Thompson Creek Metals Company (TSX: TCM; NYSE: TC)
Q4/12 Results Beat Expectations; Negative 2013 Guidance Revisions
Above Average Risk
Price Target: 4.50
We have updated our estimates following the Q4/12 results and conference call.
• Q4/12 results beat expectations: Thompson Creek reported adjusted fully diluted Q4/12 EPS of $0.04 versus our estimate of ($0.04) and consensus of ($0.06). TCM’s reported adjusted EPS number of ($0.11) included ($0.05) for FX losses and stock-based compensation, ($0.08) for inventory writedowns, and ($0.03) in interest and finance fees associated with the termination of the revolver. The outperformance vs. our estimate was due to higher sales volumes, lower costs, higher prices, and a larger tax recovery than we were assuming.

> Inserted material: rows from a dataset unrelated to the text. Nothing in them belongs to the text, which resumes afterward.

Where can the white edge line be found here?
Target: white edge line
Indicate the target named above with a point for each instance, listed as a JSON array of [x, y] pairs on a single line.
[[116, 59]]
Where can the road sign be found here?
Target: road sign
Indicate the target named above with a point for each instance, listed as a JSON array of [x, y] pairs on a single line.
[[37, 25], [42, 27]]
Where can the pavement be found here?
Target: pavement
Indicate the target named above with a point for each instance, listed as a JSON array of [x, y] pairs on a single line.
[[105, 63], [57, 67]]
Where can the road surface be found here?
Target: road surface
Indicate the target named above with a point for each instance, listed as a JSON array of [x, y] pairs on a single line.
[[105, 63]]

• Mt. Milligan on track for Q3/13 start-up, but more capex due to scope change: Mt. Milligan is now 81% complete. Total capex is still estimated to be C$1.5B; however, there is an additional C$40–50M for construction of a permanent operations residence. See p. 3.

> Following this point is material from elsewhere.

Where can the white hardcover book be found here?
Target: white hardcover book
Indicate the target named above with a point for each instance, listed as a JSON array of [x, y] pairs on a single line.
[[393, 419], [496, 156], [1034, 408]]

• Endako fixed asset impairment of $530.5M: See p. 3.
• Cash cushion of $217M for 2013 capital spending: See p. 3.
• Guidance reduced: Due to tailings management issues, TCM lowered its 2013 production guidance for Endako, and total consolidated production is now expected to be 27.5–30.5M lbs in 2013 versus 29.0–32.5M lbs previously, with cash costs of $6.50–7.50/lb, up from $6.25–7.25/lb previously. Total capex is now $440–480M, up from prior guidance of $295–335M.
• No plans to resume stripping activity at Thompson Creek mine: Unless moly prices increase substantially from the current price of $11.20/lb, TCM has no plans to restart stripping. If stripping is not restarted by the third quarter, there will be an interruption in production from the Thompson Creek mine.
• Estimate revisions: See Exhibit 3 on p. 3.
• Investment rationale: The recently announced offering of senior notes, combined with cash conservation from suspending stripping activity at Thompson Creek Mine and mining at Endako, should eliminate the need for additional financing for Mt. Milligan under our base case assumptions. However, a small amount of financing risk remains given the current macro environment, weak moly prices, the possibility of cost overruns, and completion and start-up risk.